Urn with balls, distribution of random variable

Question

From an urn containing $6$ balls numerated $1,\ldots,6$ we randomly choose one, then again and stop only when we picked the ball with number $1$ on it. Let $X$ be the greatest number that appeared on balls we already pulled out. What's the distribution of $X\ $? And $\mathbb{E}X=\ ?$

Answer 1

Edit: Later on, we describe a fast solution. But for reasons of nostalgia, we keep our first slow way.

The slow way: We assume that the balls are removed one at a time and not replaced. Then the probabilities can be found with a careful examination of cases.

With probability $\frac{1}{6}$ we have $X=1$.

We have $X=2$ precisely if we got the sequence $2,1$. This has probability $\frac{1}{6\cdot 5}$.

We have $X=3$ in several ways: the sequence $3,1$, the sequence $2,3,1$ and the sequence $3,2,1$. The combined probability is $\frac{1}{6\cdot 5}+\frac{2}{6\cdot 5\cdot 4}$.

For the number of ways in which $X=4$, note that this happens with the sequences $4,1$, or $4,2,1$, or $2,4,1$, or $3,4,1$ or $4,3,1$, or $x,y,z,1$, where $x,y,z$ is one of the $6$ permutations of $2,3,4$. The probability is $\frac{1}{6\cdot 5}+\frac{4}{6\cdot 5\cdot 4}+ \frac{6}{6\cdot 5\cdot 4\cdot 3}$.

And so on. Actually, we are almost finished, since once we find $\Pr(X=5)$, we know $\Pr(X=8)$, since the probabilities add to $1$. It may still be a good idea to do an independent computation of $\Pr(X=6)$, as a check.

Once we have the probability distribution of $X$, finding $E(X)$ is mechanical.

A much faster way: The computations can be streamlined.
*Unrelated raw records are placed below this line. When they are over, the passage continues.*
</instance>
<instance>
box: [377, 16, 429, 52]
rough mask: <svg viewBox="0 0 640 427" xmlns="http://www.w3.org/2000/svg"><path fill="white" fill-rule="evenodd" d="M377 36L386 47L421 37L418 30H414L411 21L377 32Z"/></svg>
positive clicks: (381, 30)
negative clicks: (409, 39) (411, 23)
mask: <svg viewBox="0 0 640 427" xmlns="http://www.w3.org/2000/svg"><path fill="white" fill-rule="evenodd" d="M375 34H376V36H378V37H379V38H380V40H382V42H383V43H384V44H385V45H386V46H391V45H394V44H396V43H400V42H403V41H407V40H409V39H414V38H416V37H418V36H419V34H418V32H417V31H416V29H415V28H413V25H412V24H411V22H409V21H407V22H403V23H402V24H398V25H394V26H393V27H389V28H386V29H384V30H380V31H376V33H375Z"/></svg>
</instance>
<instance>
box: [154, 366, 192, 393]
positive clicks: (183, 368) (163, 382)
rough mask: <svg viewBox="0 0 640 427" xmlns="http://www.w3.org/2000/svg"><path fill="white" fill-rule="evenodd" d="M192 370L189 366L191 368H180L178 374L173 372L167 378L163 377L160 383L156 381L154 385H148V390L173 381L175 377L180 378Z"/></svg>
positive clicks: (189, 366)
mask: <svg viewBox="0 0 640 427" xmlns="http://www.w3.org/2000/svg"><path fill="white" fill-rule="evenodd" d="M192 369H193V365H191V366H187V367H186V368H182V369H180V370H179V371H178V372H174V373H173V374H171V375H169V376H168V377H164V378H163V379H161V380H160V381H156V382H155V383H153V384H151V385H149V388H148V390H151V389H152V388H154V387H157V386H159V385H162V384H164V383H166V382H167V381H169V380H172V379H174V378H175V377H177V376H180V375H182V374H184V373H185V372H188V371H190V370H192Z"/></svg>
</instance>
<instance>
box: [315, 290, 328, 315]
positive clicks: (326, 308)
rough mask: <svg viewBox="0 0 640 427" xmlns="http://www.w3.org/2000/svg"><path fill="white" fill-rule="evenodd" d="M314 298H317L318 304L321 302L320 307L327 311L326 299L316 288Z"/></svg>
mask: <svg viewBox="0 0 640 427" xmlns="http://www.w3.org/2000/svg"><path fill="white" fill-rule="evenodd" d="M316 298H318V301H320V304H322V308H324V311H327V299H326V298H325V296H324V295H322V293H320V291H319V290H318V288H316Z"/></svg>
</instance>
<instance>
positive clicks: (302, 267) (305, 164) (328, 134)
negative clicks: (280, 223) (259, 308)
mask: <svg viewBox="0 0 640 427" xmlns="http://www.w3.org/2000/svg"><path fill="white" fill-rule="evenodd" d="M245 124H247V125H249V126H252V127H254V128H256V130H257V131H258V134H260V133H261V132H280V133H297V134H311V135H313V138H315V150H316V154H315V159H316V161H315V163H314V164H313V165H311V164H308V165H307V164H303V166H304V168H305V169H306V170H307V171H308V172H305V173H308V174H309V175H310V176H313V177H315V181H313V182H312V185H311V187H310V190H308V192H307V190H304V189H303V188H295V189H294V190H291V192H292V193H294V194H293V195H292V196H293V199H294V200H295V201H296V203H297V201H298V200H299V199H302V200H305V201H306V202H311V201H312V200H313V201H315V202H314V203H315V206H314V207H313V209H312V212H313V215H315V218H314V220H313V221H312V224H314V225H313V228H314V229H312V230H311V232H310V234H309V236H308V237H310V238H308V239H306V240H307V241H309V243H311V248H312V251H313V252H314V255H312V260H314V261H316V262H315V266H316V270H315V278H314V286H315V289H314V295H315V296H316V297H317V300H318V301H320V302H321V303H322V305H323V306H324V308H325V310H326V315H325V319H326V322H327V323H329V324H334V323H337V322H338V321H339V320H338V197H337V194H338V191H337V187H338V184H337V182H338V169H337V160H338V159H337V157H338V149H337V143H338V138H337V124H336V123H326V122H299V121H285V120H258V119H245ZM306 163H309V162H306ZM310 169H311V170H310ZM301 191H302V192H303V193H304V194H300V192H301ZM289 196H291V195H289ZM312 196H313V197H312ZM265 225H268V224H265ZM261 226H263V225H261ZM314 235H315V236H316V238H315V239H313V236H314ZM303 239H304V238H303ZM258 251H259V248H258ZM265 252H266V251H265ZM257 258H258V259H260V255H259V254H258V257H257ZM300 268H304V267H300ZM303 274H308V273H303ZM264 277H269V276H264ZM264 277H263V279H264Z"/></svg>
Let us find $\Pr(X\le 5)$. This is the probability that $6$ comes after $1$. By symmetry this is $\frac{1}{2}$. So $\Pr(X=6)=\Pr(X\le 6)-\Pr(X\le 5)=\frac{1}{2}$.

To find $\Pr(X=5)$, we calculate $\Pr(X\le 5)-\Pr(X\le 4)$. The probability that $X$ is $\le 4$ is the probability $1$ comes before $5$ and $6$, which is $\frac{1}{3}$. So $\Pr(X=5)=\frac{1}{6}$.

To find $\Pr(X= 4)$, we find $\Pr(X\le 4)-\Pr(X\le 3)$. The probability that $X$ is $\le 3$ is the probability that $1$ comes before $4$, $5$, and $6$. This is $\frac{1}{4}$, so $\Pr(X=4)=\frac{1}{12}$.

Continue, it's almost over.

The idea works smoothly for balls numbered $1$ to $n$.

Remarks: $1.$ The "fast" method can be adapted to sampling with replacement. We calculate, as a sample, the probability that $X$ is $\le 4$. This can happen in various ways: First is $6$, first is between $2$ and $4$ and the second is a $1$, first $2$ are between $2$ and $4$ and the third is a $1$, and so on. The probability is given by $$\Pr(X\le 4)=\frac{1}{6}\left(1+\frac{3}{6}+\frac{3^2}{6^2}+\cdots \right).$$ Thus $\Pr(X\le 4)=\frac{1}{3}$. Similarly, we can calculate $\Pr(X\le 3)$, and then by subtraction $\Pr(X=4)$. If we compare with the numbers obtained in the no replacement case, we will notice something interesting.

$2.$ There is a fancier, but ultimately faster way of finding $E(X)$, the method of indicator random variables. This can be done without finding the distribution of $X$. But since we were asked to find that distribution, we might as well use it.